With all respect to Elizabeth Harbison and her book full of good recipes,
her post contains some mythology that should be corrected.
> The only problem could happen if:
> * you had no salt, the loaf would rise out of control
> * you had no natural sugar (sugar, honey, molasses, whatever) the yeast
> wouldn't be activated so the dough wouldn't rise much ... [snip]
I make salt-free bread in and out of bread machines. I also make
sugar-free bread. There are several ways to control the rate of
fermentation and rise:
==> Yeast: the more yeast, the faster the rise.

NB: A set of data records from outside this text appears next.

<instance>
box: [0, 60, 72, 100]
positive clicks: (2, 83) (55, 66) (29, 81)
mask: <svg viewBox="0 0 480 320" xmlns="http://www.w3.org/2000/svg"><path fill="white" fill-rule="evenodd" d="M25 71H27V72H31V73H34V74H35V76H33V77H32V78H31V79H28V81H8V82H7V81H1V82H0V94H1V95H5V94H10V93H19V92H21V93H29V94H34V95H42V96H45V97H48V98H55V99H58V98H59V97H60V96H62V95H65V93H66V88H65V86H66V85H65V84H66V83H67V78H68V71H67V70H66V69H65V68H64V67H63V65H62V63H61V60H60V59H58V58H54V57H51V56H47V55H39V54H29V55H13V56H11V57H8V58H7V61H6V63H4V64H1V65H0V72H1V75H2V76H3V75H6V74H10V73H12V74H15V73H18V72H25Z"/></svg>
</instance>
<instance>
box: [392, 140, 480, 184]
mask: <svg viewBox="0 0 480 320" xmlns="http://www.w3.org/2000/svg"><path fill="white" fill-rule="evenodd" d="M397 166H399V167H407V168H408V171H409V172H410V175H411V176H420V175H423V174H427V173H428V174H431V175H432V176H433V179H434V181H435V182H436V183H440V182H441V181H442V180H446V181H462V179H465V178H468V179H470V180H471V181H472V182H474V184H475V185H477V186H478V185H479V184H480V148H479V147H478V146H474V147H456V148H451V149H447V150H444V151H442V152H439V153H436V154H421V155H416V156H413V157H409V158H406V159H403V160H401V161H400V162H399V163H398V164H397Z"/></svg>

==> Firmness/water content: firmer bread rises more slowly. Moister
bread rises faster.
==> Salt: slows down rise.
==> Sweeteners: speed up rise. If you put in sweeteners, it gives the
yeast a jet-assist. But yeast is perfectly happy to feed on flour
alone; yeast converts the starch in flour to sugar. If sugar, honey,
and the like were needed to "activate" the yeast, french bread (which
by law, in France, contains only water, flour, salt, and yeast) would
be impossible.
==> Temperature: bread rises faster when it's warmer. This doesn't
apply much to bread machines, which don't usually have programmable
temperature settings.
If you want low-salt or salt-free bread, use less salt -- or none at all. If
your bread mushrooms and collapses, it's rising too fast. Reduce yeast, sugar,
or water.
If you want bread that's less sweet, leave out some or all of the
sugar/honey/molasses. If the bread doesn't rise fast enough, add yeast, or add
water. Or reduce salt.
Like Elizabeth Harbison, I don't measure carefully. But I make an exception
when I'm using a machine. Making machine bread with low salt, or no salt,
requires that you measure accurately. Declare yourself a scientist: experiment
with different combinations, and keep good records.